I’ve tracked our team’s active projects and research calendar in a spreadsheet for nearly a decade. I tried a few off-the-shelf products over that time in hopes of using something more “enterprise,” but in the end, I could never get anything that felt flexible enough to support our processes and way of working.
Then one weekend, the lightbulb went off, and I realized I should try to build a tracker for our team using my new AI coding assistant. By Monday, I had a working version, and a few weeks later, we had a fully functioning calendar and project tracker, including personalized alerts for each analyst and reminders to add final details when reports are released.
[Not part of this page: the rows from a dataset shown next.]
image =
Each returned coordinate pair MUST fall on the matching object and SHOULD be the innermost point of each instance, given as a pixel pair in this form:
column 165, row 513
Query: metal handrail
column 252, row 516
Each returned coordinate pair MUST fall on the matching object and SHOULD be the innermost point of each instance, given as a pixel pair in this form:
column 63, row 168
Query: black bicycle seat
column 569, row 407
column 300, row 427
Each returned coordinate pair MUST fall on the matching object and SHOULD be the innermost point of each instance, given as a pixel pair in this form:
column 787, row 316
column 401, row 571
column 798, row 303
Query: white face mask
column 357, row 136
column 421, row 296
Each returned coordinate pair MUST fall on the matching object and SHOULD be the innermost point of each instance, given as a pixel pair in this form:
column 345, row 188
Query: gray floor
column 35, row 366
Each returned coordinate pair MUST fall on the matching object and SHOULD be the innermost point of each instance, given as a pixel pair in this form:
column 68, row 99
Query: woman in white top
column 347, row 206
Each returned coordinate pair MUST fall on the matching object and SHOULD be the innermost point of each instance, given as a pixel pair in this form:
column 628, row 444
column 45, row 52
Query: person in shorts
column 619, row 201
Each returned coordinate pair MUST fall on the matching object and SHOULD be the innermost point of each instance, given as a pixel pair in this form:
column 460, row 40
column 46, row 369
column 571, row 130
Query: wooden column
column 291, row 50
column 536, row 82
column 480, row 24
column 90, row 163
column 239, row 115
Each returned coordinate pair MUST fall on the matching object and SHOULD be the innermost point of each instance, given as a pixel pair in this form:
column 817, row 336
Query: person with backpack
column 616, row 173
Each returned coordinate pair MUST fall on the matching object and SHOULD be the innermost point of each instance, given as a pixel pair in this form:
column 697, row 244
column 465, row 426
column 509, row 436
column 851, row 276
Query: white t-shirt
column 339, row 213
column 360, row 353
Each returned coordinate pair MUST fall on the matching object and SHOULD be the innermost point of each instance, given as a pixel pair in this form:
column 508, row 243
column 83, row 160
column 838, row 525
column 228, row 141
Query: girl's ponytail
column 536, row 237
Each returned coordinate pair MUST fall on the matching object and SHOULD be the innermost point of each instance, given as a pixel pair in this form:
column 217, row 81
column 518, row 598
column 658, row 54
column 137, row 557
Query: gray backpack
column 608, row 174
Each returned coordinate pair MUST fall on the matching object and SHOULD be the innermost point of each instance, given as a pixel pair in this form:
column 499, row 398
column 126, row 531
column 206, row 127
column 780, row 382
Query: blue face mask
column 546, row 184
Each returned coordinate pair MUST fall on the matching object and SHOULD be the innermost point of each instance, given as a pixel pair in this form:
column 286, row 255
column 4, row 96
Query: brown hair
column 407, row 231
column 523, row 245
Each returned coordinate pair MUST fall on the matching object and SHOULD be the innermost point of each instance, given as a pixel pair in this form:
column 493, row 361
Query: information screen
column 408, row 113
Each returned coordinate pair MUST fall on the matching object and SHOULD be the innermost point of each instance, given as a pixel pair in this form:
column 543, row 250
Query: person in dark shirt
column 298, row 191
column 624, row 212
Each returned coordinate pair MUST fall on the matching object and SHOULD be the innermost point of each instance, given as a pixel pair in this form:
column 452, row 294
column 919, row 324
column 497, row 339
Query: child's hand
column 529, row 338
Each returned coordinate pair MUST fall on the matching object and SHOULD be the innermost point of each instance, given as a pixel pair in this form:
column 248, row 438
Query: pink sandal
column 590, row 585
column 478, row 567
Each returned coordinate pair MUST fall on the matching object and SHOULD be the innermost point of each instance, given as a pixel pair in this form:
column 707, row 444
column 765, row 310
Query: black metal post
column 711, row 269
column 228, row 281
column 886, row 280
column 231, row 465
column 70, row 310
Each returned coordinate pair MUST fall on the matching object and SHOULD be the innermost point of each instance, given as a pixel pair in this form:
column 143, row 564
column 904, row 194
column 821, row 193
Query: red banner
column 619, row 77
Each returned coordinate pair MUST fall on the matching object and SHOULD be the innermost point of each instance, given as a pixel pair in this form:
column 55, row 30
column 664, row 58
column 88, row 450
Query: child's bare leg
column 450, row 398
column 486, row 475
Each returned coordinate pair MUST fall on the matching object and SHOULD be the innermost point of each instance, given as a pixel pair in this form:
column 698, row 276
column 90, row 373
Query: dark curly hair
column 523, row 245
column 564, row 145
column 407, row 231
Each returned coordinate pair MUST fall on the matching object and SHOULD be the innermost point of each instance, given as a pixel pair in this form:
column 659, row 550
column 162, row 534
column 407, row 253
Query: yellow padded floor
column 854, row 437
Now our research calendar is tighter, the team is better informed, and, hopefully, our clients are seeing an even better product.
Think of something you do every day, and then think about how you could automate it, or at least make it easier and faster. Five years ago, that would have required money or an IT team. Today, you can just do it in a weekend.
Stop writing functional specifications and mocking up screens in PowerPoint. That process can take weeks of writing and back-and-forth with IT before any code gets written. And sometimes you do not really know what you want until you see it. Then, the first request turns out not to make sense, and the spec writing, PowerPoint development, and iterations with IT all start over.
Now you can brainstorm with GenAI, including screen mockups, until you land on a design you like. Then you can go to your development team with at least a prototype and, at best, a near-functional version of the app you want.
This also lets more people across the firm create software to solve their own problems based on their particular needs and skills. A whole lot of that output may prove to be of limited value, but if even 30% of those vibe-coded solutions add efficiency or, better yet, revenue—the ROI is huge. This is not an aspirational development workflow built on tools that might exist someday. You can do this now. We are doing it here.
The story of vibe-coding transforming markets isn’t without its challenges. All of this new code must also be managed within big and small financial institutions. If you’re of a certain age, you remember when trading desks were fully run on spreadsheets that only a single trader understood. If they broke, were deleted, or the trader left, it was bad news.
Eventually, the market and the world figured out how to keep an eye on, and maintain an audit trail for, those spreadsheets. Vibe-coded apps need the same thing. You should want your people to be innovative and creative, and not slow them down. But as these apps get closer to clients and production systems, some oversight, whether it be cybersecurity or data quality, is a must. This is a challenge even the most sophisticated firms are still working to solve.
Entry-level programming jobs are also at risk, with AI-assisted coding tools allowing one college grad to do what five did before. The silver lining, however, is that one college grad can now do what five did before. And imagine what a deeply experienced programmer can do with these tools. It’s like when Nike gave marathon runners carbon-plated shoes.
Among the AI slop and poorly coded AI apps that will hit the market will be incredible innovations developed in a time frame that even three years ago seemed impossible. Whether you’re building a fintech or sitting on a trading desk, if you’re not on the bandwagon, you’re going to fall behind. Give it a try. You will be amazed.